コータ

殺人者はライフルを持っている!のコータのレビュー・感想・評価

4.2
若いスナイパーの殺人犯の物語と引退を決めた老俳優の物語が同時進行で描かれる。やがて2人の物語が交錯する。フィナーレの舞台はドライブ・イン・シアター!

『ペーパー・ムーン』のピーター・ボグダノヴィッチの監督デビュー作。『フランケンシュタイン』のボリス・カーロフ主演。老俳優のキャラクターはボリス・カーロフ本人をかなり反映したもの。

調べてみると、製作背景が実に興味深い。

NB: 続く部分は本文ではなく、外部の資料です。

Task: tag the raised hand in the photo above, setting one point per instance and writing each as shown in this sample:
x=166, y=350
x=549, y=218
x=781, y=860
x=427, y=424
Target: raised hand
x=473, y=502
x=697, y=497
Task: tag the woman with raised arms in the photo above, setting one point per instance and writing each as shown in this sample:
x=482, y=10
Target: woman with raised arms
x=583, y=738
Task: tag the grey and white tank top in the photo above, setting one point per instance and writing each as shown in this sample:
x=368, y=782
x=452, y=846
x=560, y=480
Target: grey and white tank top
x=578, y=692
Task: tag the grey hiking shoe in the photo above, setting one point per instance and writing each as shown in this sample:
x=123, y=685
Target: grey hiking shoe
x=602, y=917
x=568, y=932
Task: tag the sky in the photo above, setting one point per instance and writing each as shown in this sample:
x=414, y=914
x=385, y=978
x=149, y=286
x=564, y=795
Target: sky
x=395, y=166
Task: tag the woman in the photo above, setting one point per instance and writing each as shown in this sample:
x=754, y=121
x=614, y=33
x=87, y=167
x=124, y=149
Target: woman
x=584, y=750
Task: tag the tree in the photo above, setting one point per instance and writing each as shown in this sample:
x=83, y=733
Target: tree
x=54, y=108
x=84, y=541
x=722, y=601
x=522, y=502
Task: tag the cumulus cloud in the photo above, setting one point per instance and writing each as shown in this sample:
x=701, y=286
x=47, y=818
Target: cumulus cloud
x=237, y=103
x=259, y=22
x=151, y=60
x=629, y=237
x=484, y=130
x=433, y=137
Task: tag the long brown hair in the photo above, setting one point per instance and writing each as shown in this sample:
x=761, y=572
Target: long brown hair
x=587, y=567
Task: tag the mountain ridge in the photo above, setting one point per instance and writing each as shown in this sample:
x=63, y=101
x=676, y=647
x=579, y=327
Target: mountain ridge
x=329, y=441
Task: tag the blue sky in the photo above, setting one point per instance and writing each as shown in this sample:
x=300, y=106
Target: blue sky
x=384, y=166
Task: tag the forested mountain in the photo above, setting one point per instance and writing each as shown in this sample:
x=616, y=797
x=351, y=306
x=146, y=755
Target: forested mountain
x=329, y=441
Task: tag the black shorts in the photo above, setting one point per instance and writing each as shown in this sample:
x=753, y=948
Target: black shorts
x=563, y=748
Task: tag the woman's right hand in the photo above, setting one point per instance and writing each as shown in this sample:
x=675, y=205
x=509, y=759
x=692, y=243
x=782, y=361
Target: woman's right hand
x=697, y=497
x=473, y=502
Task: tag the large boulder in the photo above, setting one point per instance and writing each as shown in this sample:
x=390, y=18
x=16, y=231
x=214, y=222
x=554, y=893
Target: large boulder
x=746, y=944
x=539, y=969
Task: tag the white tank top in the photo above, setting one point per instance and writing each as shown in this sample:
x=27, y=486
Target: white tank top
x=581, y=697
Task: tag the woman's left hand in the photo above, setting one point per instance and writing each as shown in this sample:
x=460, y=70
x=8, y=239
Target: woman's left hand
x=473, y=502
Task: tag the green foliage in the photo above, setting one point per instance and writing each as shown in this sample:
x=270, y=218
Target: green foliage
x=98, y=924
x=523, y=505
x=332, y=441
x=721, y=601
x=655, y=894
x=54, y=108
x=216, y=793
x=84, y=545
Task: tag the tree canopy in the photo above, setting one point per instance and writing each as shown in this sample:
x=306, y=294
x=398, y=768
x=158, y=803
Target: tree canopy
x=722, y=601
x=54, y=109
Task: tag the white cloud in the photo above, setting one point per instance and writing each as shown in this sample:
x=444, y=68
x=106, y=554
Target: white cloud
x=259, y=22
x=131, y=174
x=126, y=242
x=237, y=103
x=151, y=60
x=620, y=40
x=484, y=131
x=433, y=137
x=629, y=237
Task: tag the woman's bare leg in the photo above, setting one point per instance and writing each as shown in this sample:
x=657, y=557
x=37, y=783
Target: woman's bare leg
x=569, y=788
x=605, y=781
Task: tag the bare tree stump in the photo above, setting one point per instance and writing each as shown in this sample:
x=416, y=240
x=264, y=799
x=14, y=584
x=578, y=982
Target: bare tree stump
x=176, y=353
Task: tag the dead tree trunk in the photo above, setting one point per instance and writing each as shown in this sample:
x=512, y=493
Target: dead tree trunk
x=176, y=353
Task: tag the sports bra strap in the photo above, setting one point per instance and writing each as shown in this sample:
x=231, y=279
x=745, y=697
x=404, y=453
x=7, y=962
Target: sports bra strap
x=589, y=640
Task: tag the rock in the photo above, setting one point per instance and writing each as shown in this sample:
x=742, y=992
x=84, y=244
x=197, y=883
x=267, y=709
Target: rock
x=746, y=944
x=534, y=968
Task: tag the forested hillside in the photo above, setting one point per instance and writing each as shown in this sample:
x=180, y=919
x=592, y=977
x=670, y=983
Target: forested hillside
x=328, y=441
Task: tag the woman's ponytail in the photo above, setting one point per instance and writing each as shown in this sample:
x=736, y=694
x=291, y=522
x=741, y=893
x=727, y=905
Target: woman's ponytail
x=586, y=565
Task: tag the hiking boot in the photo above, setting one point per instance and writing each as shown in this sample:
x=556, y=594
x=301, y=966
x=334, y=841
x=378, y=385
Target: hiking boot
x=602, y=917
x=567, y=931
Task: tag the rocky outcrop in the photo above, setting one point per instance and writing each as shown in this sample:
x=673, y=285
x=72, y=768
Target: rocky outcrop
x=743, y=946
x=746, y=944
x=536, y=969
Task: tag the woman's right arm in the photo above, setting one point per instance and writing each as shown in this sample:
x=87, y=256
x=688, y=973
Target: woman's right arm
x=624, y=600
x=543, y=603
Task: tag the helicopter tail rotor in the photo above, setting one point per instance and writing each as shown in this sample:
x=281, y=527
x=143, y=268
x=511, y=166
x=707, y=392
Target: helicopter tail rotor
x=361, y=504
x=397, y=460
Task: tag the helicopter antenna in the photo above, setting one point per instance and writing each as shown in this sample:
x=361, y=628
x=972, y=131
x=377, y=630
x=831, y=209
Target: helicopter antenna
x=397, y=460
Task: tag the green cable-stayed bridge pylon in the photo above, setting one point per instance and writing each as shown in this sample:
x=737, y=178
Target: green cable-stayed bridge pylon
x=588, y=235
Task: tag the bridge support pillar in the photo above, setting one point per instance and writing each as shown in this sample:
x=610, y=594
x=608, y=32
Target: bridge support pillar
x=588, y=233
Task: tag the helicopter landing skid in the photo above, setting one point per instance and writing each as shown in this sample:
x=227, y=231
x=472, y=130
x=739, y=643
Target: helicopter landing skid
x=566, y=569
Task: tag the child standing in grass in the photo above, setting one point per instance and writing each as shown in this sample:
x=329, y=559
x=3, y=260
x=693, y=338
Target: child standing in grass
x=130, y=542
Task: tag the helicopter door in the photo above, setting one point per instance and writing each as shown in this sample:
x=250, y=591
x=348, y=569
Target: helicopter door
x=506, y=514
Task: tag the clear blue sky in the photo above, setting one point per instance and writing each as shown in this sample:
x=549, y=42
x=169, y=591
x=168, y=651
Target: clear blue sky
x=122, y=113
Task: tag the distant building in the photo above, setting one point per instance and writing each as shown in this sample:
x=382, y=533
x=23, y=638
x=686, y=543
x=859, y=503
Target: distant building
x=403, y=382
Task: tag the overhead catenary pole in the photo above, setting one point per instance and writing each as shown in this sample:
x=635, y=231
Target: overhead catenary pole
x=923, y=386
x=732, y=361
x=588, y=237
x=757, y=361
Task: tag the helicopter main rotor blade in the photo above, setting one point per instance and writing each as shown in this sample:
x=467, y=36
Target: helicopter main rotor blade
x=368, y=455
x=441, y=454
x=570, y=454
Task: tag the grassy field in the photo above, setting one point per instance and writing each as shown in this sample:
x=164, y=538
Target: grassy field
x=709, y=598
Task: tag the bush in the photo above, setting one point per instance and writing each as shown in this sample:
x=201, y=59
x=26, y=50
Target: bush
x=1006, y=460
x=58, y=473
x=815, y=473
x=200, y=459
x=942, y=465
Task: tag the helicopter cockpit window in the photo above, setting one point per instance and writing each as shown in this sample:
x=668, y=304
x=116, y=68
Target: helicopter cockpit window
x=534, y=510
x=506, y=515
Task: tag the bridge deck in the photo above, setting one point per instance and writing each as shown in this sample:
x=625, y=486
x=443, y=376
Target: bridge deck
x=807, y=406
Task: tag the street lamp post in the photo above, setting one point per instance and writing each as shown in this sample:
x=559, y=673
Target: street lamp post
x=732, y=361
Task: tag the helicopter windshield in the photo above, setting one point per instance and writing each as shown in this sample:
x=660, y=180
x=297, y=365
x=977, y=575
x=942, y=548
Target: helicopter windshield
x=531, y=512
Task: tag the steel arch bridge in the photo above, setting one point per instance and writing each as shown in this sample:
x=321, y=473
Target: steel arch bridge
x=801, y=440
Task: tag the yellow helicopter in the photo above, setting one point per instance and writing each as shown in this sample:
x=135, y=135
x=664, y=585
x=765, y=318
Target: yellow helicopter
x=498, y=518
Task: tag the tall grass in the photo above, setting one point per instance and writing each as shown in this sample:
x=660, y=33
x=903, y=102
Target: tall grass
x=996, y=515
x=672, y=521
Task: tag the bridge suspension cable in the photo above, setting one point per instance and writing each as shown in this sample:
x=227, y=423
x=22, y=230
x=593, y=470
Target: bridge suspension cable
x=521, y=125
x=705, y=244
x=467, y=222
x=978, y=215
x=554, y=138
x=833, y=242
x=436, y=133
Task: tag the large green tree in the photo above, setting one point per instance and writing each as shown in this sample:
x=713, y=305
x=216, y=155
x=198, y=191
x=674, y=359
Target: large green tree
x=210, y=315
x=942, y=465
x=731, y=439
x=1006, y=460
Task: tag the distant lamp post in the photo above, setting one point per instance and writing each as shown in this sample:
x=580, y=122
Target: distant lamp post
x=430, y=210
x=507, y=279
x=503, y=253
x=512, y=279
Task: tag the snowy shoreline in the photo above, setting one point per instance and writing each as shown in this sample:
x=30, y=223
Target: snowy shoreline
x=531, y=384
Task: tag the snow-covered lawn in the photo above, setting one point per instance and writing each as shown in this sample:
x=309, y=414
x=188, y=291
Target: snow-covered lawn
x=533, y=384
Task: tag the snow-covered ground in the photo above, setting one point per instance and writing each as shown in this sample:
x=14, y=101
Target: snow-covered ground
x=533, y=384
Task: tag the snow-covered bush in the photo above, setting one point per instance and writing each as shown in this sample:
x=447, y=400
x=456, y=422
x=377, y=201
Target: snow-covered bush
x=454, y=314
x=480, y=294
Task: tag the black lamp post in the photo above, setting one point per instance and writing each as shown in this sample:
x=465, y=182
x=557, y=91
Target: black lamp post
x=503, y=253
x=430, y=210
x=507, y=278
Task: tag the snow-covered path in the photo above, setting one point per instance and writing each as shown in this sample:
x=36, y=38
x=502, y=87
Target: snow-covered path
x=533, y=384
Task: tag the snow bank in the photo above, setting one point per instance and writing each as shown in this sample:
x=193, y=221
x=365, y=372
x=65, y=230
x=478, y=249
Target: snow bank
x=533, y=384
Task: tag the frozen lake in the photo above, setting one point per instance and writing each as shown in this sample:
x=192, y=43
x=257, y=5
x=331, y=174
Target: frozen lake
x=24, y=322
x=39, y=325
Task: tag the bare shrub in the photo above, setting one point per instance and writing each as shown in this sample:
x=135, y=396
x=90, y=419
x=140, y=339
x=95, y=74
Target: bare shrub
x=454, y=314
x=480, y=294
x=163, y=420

限られた予算と厳しい規約の中、アイデアと創意工夫で佳作を作り上げた、ボグダノヴィッチの映画人としての力量がうかがえるエピソードがちらほら。

いくつかのストーリーが同時進行され、それらがやがて衝突する、といった展開を見て、これはタランティーノ好みだろうなと思ったら、やはり本人のお気に入りだそうで。
映画と現実世界が交錯していく終盤の展開は、やがて『イングロリアス・バスターズ』へと繋がっていくのでしょう。


銃撃シーンの恐怖感。ライフルのスコープの十字線に標的を合わせる、トリガーに指をかける。このとき、カメラは男の指の震えや指紋の質感を捉えている。
あとちょっとの弾みでトリガーが引かれてしまう。そのあとはもう、取り返しがつかない。そんな銃社会の恐怖を感じられる映画でもあった。